Vr3: Reputation, Relationships, Results

WCG|2012 – Can’t wait for what’s next!

It’s a little hard to wrap our heads around the fact that the 2012 World Choir Games is over.  We have lived with this event as a company for more than two years.  For me, as the former Board Chair of the Cincinnati USA Convention and Visitors Bureau (CVB), it is closer to four years.

An American choir in the WCG|2012 Parade of Nations on July 10, 2012 in downtown Cincinnati

So, what did this incredible, beautiful and historic event mean for our community and for our agency?  It depends and only time will tell.

For our community, a sense of unity, common purpose and pride – a killer combination – led to unforgettable experiences.  I am forever hopeful that it will also lead to a greater willingness to speak more freely and openly about how good and deserving we are as a community.

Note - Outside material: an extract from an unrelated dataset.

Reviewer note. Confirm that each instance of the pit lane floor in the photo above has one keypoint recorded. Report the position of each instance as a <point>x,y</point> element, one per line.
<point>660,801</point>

We are a proud yet humble town.  Too often we let our successes go unheralded and our critics (usually from among us) go unchallenged.  It feels good to do a great thing and we should be proud of what all of us accomplished these past two weeks.  Even more importantly, we should let it propel us to do more great things.

Ultimately, how realizing such success with the 2012 World Choir Games will make us better as a community – as a place to live, work, play and learn, as a destination for meetings and conventions and other events – will depend on how we leverage the experience of the past two weeks.

As an agency, Vehr Communications learned much about ourselves and even more about what we do for our clients.

We learned that we can, should and must partner with others to achieve big objectives.  True partnerships with the Cincinnati USA CVB, event media partners, sponsors, volunteers, government officials and more led to incredible awareness and understanding of a beautiful, yet admittedly complicated event.

Without question, the community responded to traditional and social media – a fully integrated and strategic program of communication – to learn about the event and happenings on a daily, even hourly, basis.  We partnered with good and smart people.

We planned for and implemented a most sophisticated and successful social media program.  It helped us to communicate changes, answer questions, manage overflow crowds, enhance the consumer experience, and add to the overall success of the event.  In other words, it was designed to support our business objectives and that is precisely what it did.

The response we saw from this community was, at times, overwhelming.  Nearly every ticket that we could sell was sold.  Many, many events had long lines and overflowing crowds.  The scene on Fountain Square for the Celebration of Nations Parade on July 10 on Fountain Square was historic and incomparable … estimated attendance ranges from 15,000 to 25,000, or more.

Without question, we are smarter and more experienced for organizing and participating in the Games.  This will be good for our current and future clients; precisely how good depends on the business objectives we are engaged to help them achieve.

So, we’re a little tired (ok, really tired), a lot smarter and darned proud of what just happened in Cincinnati USA.  We know it has made us better as an agency.  We can’t wait to see what comes next.